ABSTRACT

Fifty years ago-to be exact, on March 28, 1881, at five o’clock in the morning-ended the life of Modest Petrovich Musorgsky. He died on his forty-second birthday, a rare distinction, cause for conjecture for numerically minded mystics. If, however, as the latest Russian investigators indicate, Musorgsky saw light on March 9, 1839 (all according to the Gregorian calendar), his horoscope will lose much of its grim symmetry, while preserving the aspect of fatefulness. Of the effects found in the hospital room where Musorgsky died, there were several books, among them Berlioz’s Treatise on Instrumentation. What a sad commentary this posthumous textbook furnished to Musorgsky’s dearest detractors, whose pet theory was to represent the man as a misdirected genius sorrowfully lacking in discipline, flaunting his technical inefficiency as unconventionality of design, scorning study because of inability to concentrate and retain!

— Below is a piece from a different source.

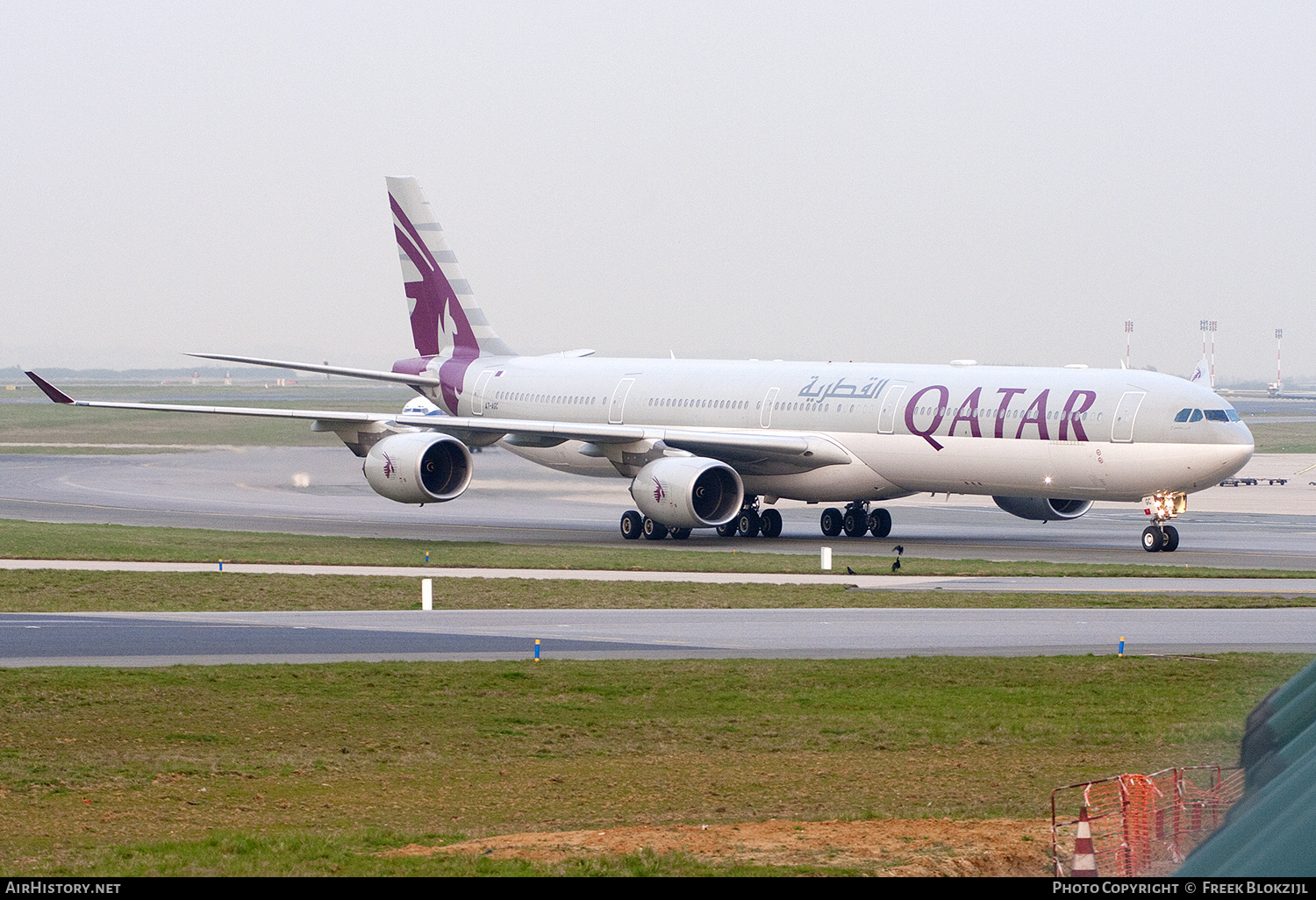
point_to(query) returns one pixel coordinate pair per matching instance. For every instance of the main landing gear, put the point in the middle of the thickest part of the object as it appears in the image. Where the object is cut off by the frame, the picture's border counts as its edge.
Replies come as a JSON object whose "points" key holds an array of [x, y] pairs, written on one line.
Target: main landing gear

Even Glinka’s sister, Shestakova, Musorgsky’s true friend and confidante, could find no other words, upon learning of his death, than the resigned observation that Musorgsky had no future to live for. And Rimsky-Korsakov fixed the undetermined cause of Musorgsky’s last illness as delirium tremens, with the inevitable inference of long years of alcoholic over-indulgence-and this in the face of medical facts that refuted any such arbitrary diagnosis.